Two employes of the store when he came to Missoula are with it today. They are Miss Loffnes, who did secretarial work for C. H. McLeod, and Sid William, now in the hardware department but then in the crockery department, who, however, hasn’t worked continuously for the store.

The store was kept open from 7 a. m. to 8 p. m. Monday to Friday, and from 7 a. m. to 11 p. m. Saturday. Inasmuch as the NP had the only pay roll of any consequence here in those days, it used to be a common thing in those days for the head of the house, when paid off on Saturday night, to take his whole family to the Isis or Empress theaters until about 9 p. m. and then go to the store to do the family shopping, he recalled.

The Hotel Florence used to meet trains with a horse-drawn bus, Mr. Wilcox said. Streets were deep with mud and planks were used at intersections for pedestrians. Mr. Wilcox told how bus passengers used to bump their derbies on the bus top when the planks were crossed.

About 1908 a period of great development got under way in this part of western Montana and it continued even after World war 1, the veteran employe said. He spoke of the Northern Pacific and Milwaukee railroad construction projects and the 1908 flood, which Mr. Garlington also mentioned. He told of a dam being built at Lake Como and of irrigation water being provided for the east side of the Bitter Root valley. This led to setting up of five and 10-acre plots, which were planted to McIntosh Red apples, boomed across the country and sold to professional people to live on when they retired. He recalled that the Flathead Indian reservation was opened to settlement. He spoke of the disastrous 1910 forest fires.

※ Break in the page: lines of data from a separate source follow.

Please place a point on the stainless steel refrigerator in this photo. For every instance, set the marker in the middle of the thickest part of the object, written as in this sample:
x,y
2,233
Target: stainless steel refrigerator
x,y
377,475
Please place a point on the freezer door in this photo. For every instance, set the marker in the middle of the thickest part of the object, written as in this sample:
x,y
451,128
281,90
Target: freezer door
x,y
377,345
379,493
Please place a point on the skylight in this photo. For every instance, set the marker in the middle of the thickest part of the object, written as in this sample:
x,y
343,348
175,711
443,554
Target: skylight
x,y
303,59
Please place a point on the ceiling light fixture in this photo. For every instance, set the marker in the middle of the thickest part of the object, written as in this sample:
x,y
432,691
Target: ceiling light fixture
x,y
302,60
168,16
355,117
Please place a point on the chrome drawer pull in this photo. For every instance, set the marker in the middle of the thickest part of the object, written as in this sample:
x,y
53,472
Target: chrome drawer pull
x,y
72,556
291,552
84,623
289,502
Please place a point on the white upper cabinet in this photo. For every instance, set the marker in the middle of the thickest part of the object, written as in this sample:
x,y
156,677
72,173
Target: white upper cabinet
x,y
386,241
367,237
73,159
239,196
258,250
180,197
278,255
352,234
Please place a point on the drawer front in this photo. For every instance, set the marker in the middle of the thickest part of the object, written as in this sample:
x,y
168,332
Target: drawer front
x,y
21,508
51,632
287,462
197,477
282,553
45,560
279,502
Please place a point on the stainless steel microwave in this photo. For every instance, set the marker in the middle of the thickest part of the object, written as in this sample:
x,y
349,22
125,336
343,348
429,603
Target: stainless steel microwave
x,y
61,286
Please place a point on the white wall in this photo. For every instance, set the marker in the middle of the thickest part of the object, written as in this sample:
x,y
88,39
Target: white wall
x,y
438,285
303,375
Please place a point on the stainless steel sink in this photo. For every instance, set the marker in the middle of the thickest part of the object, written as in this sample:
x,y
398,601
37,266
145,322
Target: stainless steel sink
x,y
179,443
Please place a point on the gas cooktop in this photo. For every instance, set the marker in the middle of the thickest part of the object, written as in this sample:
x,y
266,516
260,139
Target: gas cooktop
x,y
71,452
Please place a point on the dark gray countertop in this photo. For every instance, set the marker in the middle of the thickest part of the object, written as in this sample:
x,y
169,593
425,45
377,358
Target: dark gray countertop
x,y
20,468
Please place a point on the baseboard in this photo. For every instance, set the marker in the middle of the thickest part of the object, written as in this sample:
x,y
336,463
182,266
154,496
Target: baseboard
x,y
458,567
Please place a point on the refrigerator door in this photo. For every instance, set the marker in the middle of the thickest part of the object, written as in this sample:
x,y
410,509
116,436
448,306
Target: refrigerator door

When the Higgins avenue bridge was washed out, a half-dozen clerks were forced to sleep for a night on cots set up in the store, Mr. Wilcox related. They got home the next day, he said, via a temporary suspension bridge strung between remaining portions of the old bridge.

About 1910 the store got its first motor-driven delivery truck, he remembered. It was a high-wheeled, chain-driven vehicle. In those days deliveries were provided as far out as Orchard Homes, he said.

The year 1910 was noteworthy for Mr. Wilcox, too, because he was married June 1 to Helene Kennett at the First Presbyterian church here. Their children are Mrs. Carl G. Forssen of Seattle, Mrs. Charles E. Hubbard of Deer Lodge, Mrs. D. B. Harris of Anchorage, Alaska, and Georgia, a nurse, who has been home since her mother died, coming from Whitefish.

On coming to Missoula, Mr. Wilcox transferred his church membership to the First Presbyterian church here. He was named a trustee in 1901 and has served continuously in that capacity for 47 ¾ years.

 

The above article appeared in The Daily Missoulian on April 25, 1950.